Liang Chun, Wang Gang, Liu Lin, Ji Guoli, Fang Lin, Liu Yuansheng, Carter Kikia, Webb Jason S, Dean Jeffrey F D
Department of Botany, Miami University, Oxford, Ohio 45056, USA.
BMC Genomics. 2007 May 29;8:134. doi: 10.1186/1471-2164-8-134.
With the advent of low-cost, high-throughput sequencing, the amount of public domain Expressed Sequence Tag (EST) sequence data available for both model and non-model organism is growing exponentially. While these data are widely used for characterizing various genomes, they also present a serious challenge for data quality control and validation due to their inherent deficiencies, particularly for species without genome sequences.

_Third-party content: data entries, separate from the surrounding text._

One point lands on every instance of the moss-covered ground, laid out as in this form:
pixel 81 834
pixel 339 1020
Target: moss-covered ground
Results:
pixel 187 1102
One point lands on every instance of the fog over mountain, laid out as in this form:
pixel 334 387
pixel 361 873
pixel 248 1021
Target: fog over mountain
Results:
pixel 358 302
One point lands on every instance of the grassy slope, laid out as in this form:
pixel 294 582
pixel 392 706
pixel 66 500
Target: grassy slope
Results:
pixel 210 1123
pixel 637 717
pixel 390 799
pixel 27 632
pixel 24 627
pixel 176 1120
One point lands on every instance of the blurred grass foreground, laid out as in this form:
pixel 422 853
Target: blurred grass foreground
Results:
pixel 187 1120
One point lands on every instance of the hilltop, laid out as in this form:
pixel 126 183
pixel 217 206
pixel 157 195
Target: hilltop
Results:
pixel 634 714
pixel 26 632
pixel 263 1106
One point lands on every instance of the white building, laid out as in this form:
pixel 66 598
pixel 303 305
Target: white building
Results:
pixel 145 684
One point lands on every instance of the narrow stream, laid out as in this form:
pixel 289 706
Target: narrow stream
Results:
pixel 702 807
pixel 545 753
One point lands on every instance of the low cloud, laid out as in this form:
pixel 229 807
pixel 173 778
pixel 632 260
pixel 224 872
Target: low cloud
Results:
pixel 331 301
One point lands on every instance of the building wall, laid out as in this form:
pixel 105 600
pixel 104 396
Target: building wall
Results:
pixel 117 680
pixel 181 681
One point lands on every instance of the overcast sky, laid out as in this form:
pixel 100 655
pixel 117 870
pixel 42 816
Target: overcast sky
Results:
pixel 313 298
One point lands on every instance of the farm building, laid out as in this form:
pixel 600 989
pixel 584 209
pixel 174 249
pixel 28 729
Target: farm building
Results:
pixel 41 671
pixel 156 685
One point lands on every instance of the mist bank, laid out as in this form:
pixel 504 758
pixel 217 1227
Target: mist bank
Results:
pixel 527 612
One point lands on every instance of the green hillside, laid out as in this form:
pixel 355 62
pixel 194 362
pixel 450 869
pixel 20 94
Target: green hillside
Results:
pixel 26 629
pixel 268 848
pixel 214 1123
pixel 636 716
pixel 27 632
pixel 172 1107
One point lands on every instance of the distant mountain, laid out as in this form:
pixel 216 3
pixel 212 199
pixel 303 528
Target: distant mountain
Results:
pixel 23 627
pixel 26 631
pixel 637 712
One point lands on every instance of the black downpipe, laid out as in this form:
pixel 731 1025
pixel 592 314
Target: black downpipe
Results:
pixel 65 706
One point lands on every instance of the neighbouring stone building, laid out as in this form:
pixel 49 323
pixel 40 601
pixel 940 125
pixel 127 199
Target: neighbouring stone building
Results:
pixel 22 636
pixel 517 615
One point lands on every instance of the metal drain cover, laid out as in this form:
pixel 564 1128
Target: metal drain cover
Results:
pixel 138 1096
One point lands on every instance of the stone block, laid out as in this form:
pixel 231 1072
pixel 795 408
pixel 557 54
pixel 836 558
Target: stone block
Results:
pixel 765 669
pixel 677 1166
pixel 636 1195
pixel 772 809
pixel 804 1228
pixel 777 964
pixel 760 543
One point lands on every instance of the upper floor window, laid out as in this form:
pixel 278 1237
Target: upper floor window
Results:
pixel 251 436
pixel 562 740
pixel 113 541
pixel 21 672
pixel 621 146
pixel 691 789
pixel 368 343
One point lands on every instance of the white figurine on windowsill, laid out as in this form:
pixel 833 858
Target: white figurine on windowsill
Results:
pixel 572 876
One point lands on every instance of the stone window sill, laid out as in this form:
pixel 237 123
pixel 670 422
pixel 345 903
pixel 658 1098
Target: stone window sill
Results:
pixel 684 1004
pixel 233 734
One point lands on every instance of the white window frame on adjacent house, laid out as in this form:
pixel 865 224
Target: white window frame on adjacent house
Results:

ConiferEST is an integrated system for data reprocessing, visualization and mining of conifer ESTs. In its current release, Build 1.0, it houses 172,229 loblolly pine EST sequence reads, which were obtained from reprocessing raw DNA sequencer traces using our software--WebTraceMiner. The trace files were downloaded from NCBI Trace Archive. ConiferEST provides biologists unique, easy-to-use data visualization and mining tools for a variety of putative sequence features including cloning vector segments, adapter sequences, restriction endonuclease recognition sites, polyA and polyT runs, and their corresponding Phred quality values. Based on these putative features, verified sequence features such as 3' and/or 5' termini of cDNA inserts in either sense or non-sense strand have been identified in-silico. Interestingly, only 30.03% of the designated 3' ESTs were found to have an authenticated 5' terminus in the non-sense strand (i.e., polyT tails), while fewer than 5.34% of the designated 5' ESTs had a verified 5' terminus in the sense strand. Such previously ignored features provide valuable insight for data quality control and validation of error-prone ESTs, as well as the ability to identify novel functional motifs embedded in large EST datasets. We found that "double-termini adapters" were effective indicators of potential EST chimeras. For all sequences with in-silico verified termini/terminus, we used InterProScan to assign protein domain signatures, results of which are available for in-depth exploration using our biologist-friendly web interfaces.
ConiferEST represents a unique and complementary public resource for EST data integration and mining in conifers by reprocessing raw DNA traces, identifying putative sequence features and determining and annotating in-silico verified features. Seamlessly integrated with other public resources, ConiferEST provides biologists powerful tools to verify data, visualize abnormalities, including EST chimeras, and explore large EST datasets.
随着低成本、高通量测序技术的出现,可用于模式生物和非模式生物的公共领域表达序列标签(EST)序列数据量呈指数级增长。虽然这些数据被广泛用于表征各种基因组,但由于其固有的缺陷,特别是对于没有基因组序列的物种,它们也给数据质量控制和验证带来了严峻挑战。
ConiferEST是一个用于针叶树EST数据再处理、可视化和挖掘的集成系统。在其当前版本1.0中,它包含172,229条火炬松EST序列读数,这些读数是通过使用我们的软件WebTraceMiner对原始DNA测序仪痕迹进行再处理而获得的。痕迹文件从NCBI痕迹存档中下载。ConiferEST为生物学家提供了独特且易于使用的数据可视化和挖掘工具,用于分析各种假定的序列特征,包括克隆载体片段、接头序列、限制性内切酶识别位点、聚腺苷酸和聚胸腺嘧啶序列及其相应的Phred质量值。基于这些假定特征,已通过计算机模拟鉴定出诸如有义或反义链中cDNA插入片段的3'和/或5'末端等经过验证的序列特征。有趣的是,在反义链中,仅30.03%的指定3' EST被发现具有经过验证的5'末端(即聚胸腺嘧啶尾巴),而在有义链中,少于5.34%的指定5' EST具有经过验证的5'末端。这些先前被忽视的特征为易出错的EST的数据质量控制和验证提供了有价值的见解,同时也有助于识别大型EST数据集中嵌入的新型功能基序。我们发现“双末端接头”是潜在EST嵌合体的有效指标。对于所有在计算机模拟中经过验证的末端/末端序列,我们使用InterProScan来分配蛋白质结构域特征,其结果可通过我们对生物学家友好的网络界面进行深入探索。
ConiferEST通过对原始DNA痕迹进行再处理、识别假定的序列特征以及确定和注释计算机模拟验证的特征,代表了针叶树EST数据集成和挖掘的独特且互补的公共资源。ConiferEST与其他公共资源无缝集成,为生物学家提供了强大的工具来验证数据、可视化异常情况(包括EST嵌合体)以及探索大型EST数据集。